METRODIN is a Gonadotropin that works by Gonadotropin-releasing hormone (Gn RH) agonist; initially stimulates pituitary gonadotropin release, then downregulates Gn RH receptors, suppressing LH and FSH secretion.. DANAZOL is a Androgen/Antigonadotropin that works by Danazol is a synthetic androgen derived from ethisterone that suppresses pituitary-ovarian axis by inhibiting gonadotropin release, leading to decreased estrogen and progesterone levels. It also has weak androgenic and progestational activity.. They differ in pharmacokinetic profiles, FDA-approved indications, and side effect profiles.

2. Which is stronger: METRODIN or DANAZOL?

Potency comparisons between METRODIN and DANAZOL depend on the specific clinical indication. These are agents from distinct pharmacological classes and are not directly interchangeable by dose. A physician or clinical pharmacist should guide any therapeutic switching decisions.

3. What is the standard dosing for METRODIN vs DANAZOL?

The standard adult dose of METRODIN is: 750 mg intramuscularly twice weekly for 2-3 weeks; or 500 mg intramuscularly once weekly for 4-6 weeks.. The standard adult dose of DANAZOL is: 300-600 mg orally twice daily; maximum 800 mg/day. Dosing should always be individualized based on indication, renal and hepatic function, age, and other patient factors.

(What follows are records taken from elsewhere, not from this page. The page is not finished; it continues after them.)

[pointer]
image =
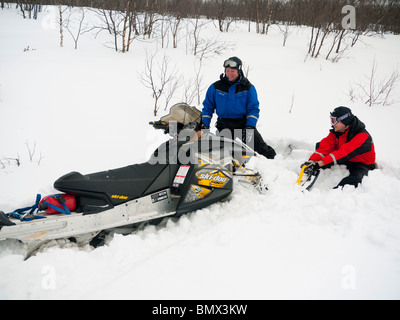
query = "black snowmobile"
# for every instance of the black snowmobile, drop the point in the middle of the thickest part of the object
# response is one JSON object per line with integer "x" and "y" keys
{"x": 191, "y": 171}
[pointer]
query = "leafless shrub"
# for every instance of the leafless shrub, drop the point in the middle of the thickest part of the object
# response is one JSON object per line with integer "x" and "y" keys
{"x": 160, "y": 78}
{"x": 374, "y": 91}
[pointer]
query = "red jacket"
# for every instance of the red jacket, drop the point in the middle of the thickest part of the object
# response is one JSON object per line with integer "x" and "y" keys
{"x": 355, "y": 146}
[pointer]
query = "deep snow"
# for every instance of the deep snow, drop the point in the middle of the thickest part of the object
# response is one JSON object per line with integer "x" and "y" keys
{"x": 87, "y": 111}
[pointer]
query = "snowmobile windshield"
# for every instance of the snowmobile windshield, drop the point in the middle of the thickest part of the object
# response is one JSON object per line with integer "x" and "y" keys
{"x": 183, "y": 113}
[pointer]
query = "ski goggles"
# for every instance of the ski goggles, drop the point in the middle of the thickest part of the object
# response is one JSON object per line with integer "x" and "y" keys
{"x": 336, "y": 120}
{"x": 231, "y": 64}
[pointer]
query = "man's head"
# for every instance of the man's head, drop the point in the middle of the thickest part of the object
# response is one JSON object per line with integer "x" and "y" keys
{"x": 341, "y": 118}
{"x": 233, "y": 68}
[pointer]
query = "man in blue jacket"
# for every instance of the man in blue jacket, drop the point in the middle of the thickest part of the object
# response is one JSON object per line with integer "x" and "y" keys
{"x": 235, "y": 101}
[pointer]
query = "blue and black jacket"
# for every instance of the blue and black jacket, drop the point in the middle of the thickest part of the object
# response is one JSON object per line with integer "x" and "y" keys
{"x": 232, "y": 101}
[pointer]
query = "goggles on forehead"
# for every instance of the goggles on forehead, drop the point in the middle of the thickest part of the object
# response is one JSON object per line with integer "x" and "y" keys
{"x": 231, "y": 64}
{"x": 335, "y": 120}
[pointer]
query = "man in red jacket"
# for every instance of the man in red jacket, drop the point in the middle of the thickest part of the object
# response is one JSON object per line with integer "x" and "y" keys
{"x": 348, "y": 143}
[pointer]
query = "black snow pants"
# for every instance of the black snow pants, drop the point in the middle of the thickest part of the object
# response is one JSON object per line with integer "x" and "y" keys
{"x": 357, "y": 172}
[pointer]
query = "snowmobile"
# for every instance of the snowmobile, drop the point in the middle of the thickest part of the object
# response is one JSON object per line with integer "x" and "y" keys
{"x": 192, "y": 170}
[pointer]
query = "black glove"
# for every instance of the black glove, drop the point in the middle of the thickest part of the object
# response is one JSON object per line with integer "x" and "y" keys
{"x": 312, "y": 168}
{"x": 248, "y": 135}
{"x": 204, "y": 127}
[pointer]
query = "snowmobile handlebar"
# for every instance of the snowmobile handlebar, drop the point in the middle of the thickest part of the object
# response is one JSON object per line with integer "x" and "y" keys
{"x": 160, "y": 125}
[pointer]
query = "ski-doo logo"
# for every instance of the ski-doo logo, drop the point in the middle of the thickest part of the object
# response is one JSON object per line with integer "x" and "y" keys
{"x": 207, "y": 176}
{"x": 209, "y": 179}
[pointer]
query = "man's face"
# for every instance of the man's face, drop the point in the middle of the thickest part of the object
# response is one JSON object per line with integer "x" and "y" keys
{"x": 232, "y": 74}
{"x": 340, "y": 127}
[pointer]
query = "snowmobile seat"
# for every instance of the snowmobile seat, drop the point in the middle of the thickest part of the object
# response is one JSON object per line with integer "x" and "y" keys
{"x": 112, "y": 187}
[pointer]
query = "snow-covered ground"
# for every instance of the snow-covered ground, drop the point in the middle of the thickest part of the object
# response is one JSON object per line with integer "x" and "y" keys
{"x": 85, "y": 110}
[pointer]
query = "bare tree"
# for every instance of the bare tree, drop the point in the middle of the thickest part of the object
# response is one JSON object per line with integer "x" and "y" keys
{"x": 377, "y": 92}
{"x": 157, "y": 78}
{"x": 74, "y": 24}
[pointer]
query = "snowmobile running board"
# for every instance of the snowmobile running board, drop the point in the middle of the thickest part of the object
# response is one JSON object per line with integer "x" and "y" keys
{"x": 78, "y": 225}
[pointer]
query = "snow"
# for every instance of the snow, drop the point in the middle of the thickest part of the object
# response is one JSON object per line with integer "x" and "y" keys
{"x": 85, "y": 110}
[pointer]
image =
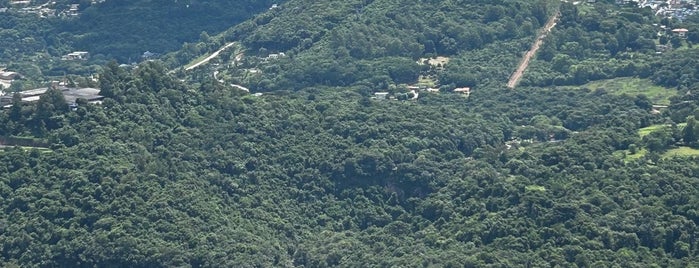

4. Can you take METRODIN and DANAZOL together?

No direct drug-drug interaction has been formally documented between METRODIN and DANAZOL in current clinical databases. However, individual patient risk factors including other medications, organ function, and comorbidities should always be evaluated by a qualified healthcare provider.

5. Are METRODIN and DANAZOL safe during pregnancy?

The maternal-fetal safety profiles differ. METRODIN is classified as Category C. Pregnancy Category X. In first trimester, risk of major congenital malformations including neural tube defects, cardiovascular anomalies, and orofacial clefts. Second and third tri. DANAZOL is classified as Category C. Danazol is contraindicated in pregnancy. First trimester exposure is associated with virilization of female fetus including clitoromegaly, labioscrotal fusion, and urogenital sinus. Always consult a maternal-fetal medicine specialist before taking either drug during pregnancy or lactation.